No ha olvidado tampoco a quienes fueron sus maestros en política. José María León Quiñones  quien marcó su camino y en quien siempre encontró confianza y guía. «Forjaste quién soy como político», le ha dicho con gratitud. Tampoco ha faltado a la despedida Santiago Orío, también ex alcalde de la ciudad.

Ha recordado los buenos momentos de la ciudad, pero también los malos, «que los ha habido». Y ha enviado un profundo recuerdo a «todas las familias que perdieron a sus familiares durante la pandemia», uno de los momentos más complicados como alcalde de gestionar.

Pero si ha habido un momento en el que su voz se ha quebrado ha sido al hablar de su familia. Su mujer, Virginia, «el pilar que me sostiene», y sus hijos, que han sufrido sus ausencias y han aprendido a compartirlo con una ciudad entera. «Todo se lo debo a Arnedo», ha confesado, con la certeza de que, aunque deje el despacho de la Alcaldía, nunca dejará de ser uno más entre sus vecinos.

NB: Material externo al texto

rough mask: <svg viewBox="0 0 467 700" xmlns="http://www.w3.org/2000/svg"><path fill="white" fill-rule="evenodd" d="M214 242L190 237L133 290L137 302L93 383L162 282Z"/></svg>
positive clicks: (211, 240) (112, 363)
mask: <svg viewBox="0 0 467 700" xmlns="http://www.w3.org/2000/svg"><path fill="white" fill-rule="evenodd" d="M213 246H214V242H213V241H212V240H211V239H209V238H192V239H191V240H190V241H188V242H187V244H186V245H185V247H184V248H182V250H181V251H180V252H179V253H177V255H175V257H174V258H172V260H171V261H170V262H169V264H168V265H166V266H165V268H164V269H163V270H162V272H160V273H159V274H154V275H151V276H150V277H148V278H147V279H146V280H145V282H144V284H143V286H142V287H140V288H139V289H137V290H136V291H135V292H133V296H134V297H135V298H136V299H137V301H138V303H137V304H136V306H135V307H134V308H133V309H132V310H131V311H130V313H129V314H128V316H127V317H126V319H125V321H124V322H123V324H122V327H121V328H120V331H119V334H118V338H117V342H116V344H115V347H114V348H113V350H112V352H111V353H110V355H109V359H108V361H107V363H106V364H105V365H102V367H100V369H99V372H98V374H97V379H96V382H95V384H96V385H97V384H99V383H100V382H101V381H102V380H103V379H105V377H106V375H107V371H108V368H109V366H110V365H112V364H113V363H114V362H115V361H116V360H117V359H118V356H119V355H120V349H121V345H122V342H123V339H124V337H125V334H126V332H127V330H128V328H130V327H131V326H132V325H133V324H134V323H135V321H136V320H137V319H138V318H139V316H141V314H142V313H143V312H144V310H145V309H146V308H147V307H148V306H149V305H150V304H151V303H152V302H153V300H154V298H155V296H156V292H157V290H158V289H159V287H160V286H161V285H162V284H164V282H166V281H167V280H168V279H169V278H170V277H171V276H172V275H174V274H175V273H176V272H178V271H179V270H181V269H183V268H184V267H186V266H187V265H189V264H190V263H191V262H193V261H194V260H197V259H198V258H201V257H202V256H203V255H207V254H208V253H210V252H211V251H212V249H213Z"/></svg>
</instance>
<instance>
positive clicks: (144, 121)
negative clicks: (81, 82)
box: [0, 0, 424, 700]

Y así, con la satisfacción del deber cumplido, Javier García Ibáñez se ha despedido recordando a Gabriel García Márquez: «No llores porque se acabó, sonríe porque sucedió». Y con una promesa: «Nos vemos por Arnedo». Porque esta no es una despedida definitiva. «Seguiré desde donde esté apoyando siempre a esta ciudad».